Benchmark CUDA kernel with Python

In this tutorial, we’ll see the impact of block size on the performance of a CUDA kernel. We’ll use subprocess module in Python standard library to compile and execute a CUDA program which is defined in runtime.

Let’s first verify that the device has a NVIDIA GPU and CUDA.

!nvidia-smi

We’ll use a simple vector addition kernel which will be executed in parallel by many threads in multiple blocks on the GPU. The whole program is defined as a string. We’ll replace BLOCKS_SIZE variable in runtime to try different block size values.

TEMPLATE = r"""
#include <stdio.h>
#include <stdlib.h>
#include <time.h>
#include <cuda.h>

__global__ void vector_addition_kernel(float *a, float *b, float *out, int N)
{
    int i = blockIdx.x * blockDim.x + threadIdx.x;

    if (i < N)
    {
        out[i] = a[i] + b[i];
    }
}

int main(void)
{

    const int N = 1 << 28; // Number of elements in arrays
    float *a, *b, *out;
    float *a_d, *b_d, *out_d;

    int BLOCK_SIZE = 1;
    int NUM_BLOCKS = N / BLOCK_SIZE + (N % BLOCK_SIZE == 0 ? 0 : 1);

    dim3 BLOCK_SIZE_DIM3 = dim3(BLOCK_SIZE, 1, 1);
    dim3 NUM_BLOCKS_DIM3 = dim3(NUM_BLOCKS, 1, 1);

    size_t size = N * sizeof(float);

    // Allocate memory
    a = (float *)malloc(size);
    b = (float *)malloc(size);
    out = (float *)malloc(size);

    cudaMalloc(&a_d, size);
    cudaMalloc(&b_d, size);
    cudaMalloc(&out_d, size);

    // Fill arrays with random values
    for (int i = 0; i < N; i++)
    {
        a[i] = rand() / (float)RAND_MAX;
        b[i] = rand() / (float)RAND_MAX;
    }

    cudaMemcpy(a_d, a, size, cudaMemcpyHostToDevice);
    cudaMemcpy(b_d, b, size, cudaMemcpyHostToDevice);

    clock_t start = clock();

    vector_addition_kernel<<<NUM_BLOCKS_DIM3, BLOCK_SIZE_DIM3>>>(a_d, b_d, out_d, N);
    cudaDeviceSynchronize();

    clock_t end = clock();
    double elapsed_time_ms = 1000 * (double)(end - start) / CLOCKS_PER_SEC;
    printf("Elapsed time: %f ms\n", N, elapsed_time_ms);

    cudaMemcpy(out, out_d, size, cudaMemcpyDeviceToHost);

    // cleanup the host memory
    free(a);
    free(b);
    free(out);

    cudaFree(a_d);
    cudaFree(b_d);
    cudaFree(out_d);
}
"""

import subprocess
import re
import matplotlib.pyplot as plt

def run_cuda_code(code: str):
    # Save the generated CUDA code to a file
    with open("program.cu", "w") as f:
        f.write(code)

    # Compile the CUDA code
    subprocess.run(["nvcc", "-o", "program", "program.cu"], check=True)

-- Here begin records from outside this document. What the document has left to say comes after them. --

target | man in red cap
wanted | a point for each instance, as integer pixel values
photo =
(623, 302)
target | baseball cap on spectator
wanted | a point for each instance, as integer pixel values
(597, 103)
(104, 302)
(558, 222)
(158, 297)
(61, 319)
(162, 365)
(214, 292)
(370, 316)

    # Run the compiled executable and capture its output
    result = subprocess.run(["./program"], capture_output=True, text=True)

    # Extract the execution time from the output
    execution_time = float(re.search(r"Elapsed time: (\d+\.\d+) ms", result.stdout).group(1))
    return execution_time

block_sizes = [2**i for i in range(11)]
execution_times = []

for block_size in block_sizes:
    code = TEMPLATE.replace("int BLOCK_SIZE = 1;", f"int BLOCK_SIZE = {block_size};")
    execution_time = run_cuda_code(code)
    execution_times.append(execution_time)

import math

plt.figure(figsize=(10, 6))
plt.plot(block_sizes, execution_times, marker='o', linestyle='-', color='b')
plt.xscale("log")
plt.title('Program Execution Time by Block Size')
plt.xlabel('Block Size')
plt.ylabel('Execution Time (ms)')
plt.xticks(block_sizes, labels=[f"2^{int(math.log(block_size, 2))}" for block_size in block_sizes])
plt.grid(True)
plt.show()

The figure above shows a decrease in execution time with bigger block size until it hits 64 threads. Beyond this point, there’s a noticeable plateau, signifying no further gains in speed.